Medical myths, particularly physician-driven ones, have long been an interest for Paauw, a UW professor of general internal medicine and the Rathmann Family Foundation Endowed Chair in Patient-Centered Clinical Education.
“A myth is something widely accepted as the right thing to do, but it’s either not the right thing to do, or it’s one of many right things you could do,” he says. “To dispel them, I want to get what we already know — what’s in the medical literature and has been out there for a while — into the mainstream.”
What are the risks for patients who believe in medical myths? Some myths may cause an unnecessary cost or inconvenience. For instance, the idea that expired medications don’t work; Paauw says most pills are good for up to five years after their expiration date (though you should always check with your doctor). But more dangerous myths could result in outdated patient care or serious illness.
“If people don’t get the flu shot, some of them will probably get sick, even die, because of that,” says Paauw. “And if we don’t immunize everyone, then more flu can occur in the population. That’s the worst-case scenario for a medical myth: It’s widespread and misunderstood, and a lot of people can get hurt.”
He notes that there are several reasons that medical myths persist among doctors, sometimes for decades.

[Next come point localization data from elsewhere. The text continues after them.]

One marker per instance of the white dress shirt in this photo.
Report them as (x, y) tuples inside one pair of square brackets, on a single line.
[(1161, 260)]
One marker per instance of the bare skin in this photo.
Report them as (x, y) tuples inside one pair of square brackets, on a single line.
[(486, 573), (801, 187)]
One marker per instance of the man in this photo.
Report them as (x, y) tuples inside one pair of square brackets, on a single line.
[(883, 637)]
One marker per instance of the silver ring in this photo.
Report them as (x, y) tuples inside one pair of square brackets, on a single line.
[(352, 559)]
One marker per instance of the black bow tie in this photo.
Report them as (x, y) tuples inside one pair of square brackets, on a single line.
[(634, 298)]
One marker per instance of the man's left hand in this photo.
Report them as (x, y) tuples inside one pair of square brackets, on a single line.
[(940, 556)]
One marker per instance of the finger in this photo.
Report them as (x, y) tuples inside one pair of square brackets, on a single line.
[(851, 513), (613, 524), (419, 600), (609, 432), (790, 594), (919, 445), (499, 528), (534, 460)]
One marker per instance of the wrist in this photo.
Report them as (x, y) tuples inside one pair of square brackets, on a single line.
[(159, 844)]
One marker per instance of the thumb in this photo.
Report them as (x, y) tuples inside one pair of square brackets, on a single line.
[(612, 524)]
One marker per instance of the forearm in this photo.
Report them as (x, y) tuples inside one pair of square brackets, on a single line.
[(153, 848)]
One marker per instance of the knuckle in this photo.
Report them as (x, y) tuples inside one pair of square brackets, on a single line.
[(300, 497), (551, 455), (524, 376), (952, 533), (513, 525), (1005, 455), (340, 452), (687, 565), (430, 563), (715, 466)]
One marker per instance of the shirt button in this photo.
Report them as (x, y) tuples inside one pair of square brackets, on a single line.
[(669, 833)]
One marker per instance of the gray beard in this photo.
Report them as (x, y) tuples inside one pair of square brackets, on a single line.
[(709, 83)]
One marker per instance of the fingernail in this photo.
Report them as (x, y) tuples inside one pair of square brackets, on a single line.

“We learn things in medical school, and we hold on to them tightly, but we may not be keeping up with the changes in medical knowledge,” Paauw says. “Some myths seem to make sense from a scientific standpoint, even though they’re not true. And sometimes there’s just misinformation out there.”
His regular Myth of the Month column aims to help by providing updated information for physicians.
The director of medical student programs at UW Medicine, Paauw is also well-positioned to educate trainees in challenging myths. He runs internal medicine’s third-year student clerkship and serves as a career advisor for medical students going into primary care and general medicine.
As stubborn as medical myths can be — particularly during cold and flu season — Paauw says they can eventually be defeated with education and persistence.
“It’s really heartwarming to retire a myth,” he says. “When everybody knows the right answer, it feels good that we’ve finally gotten there.”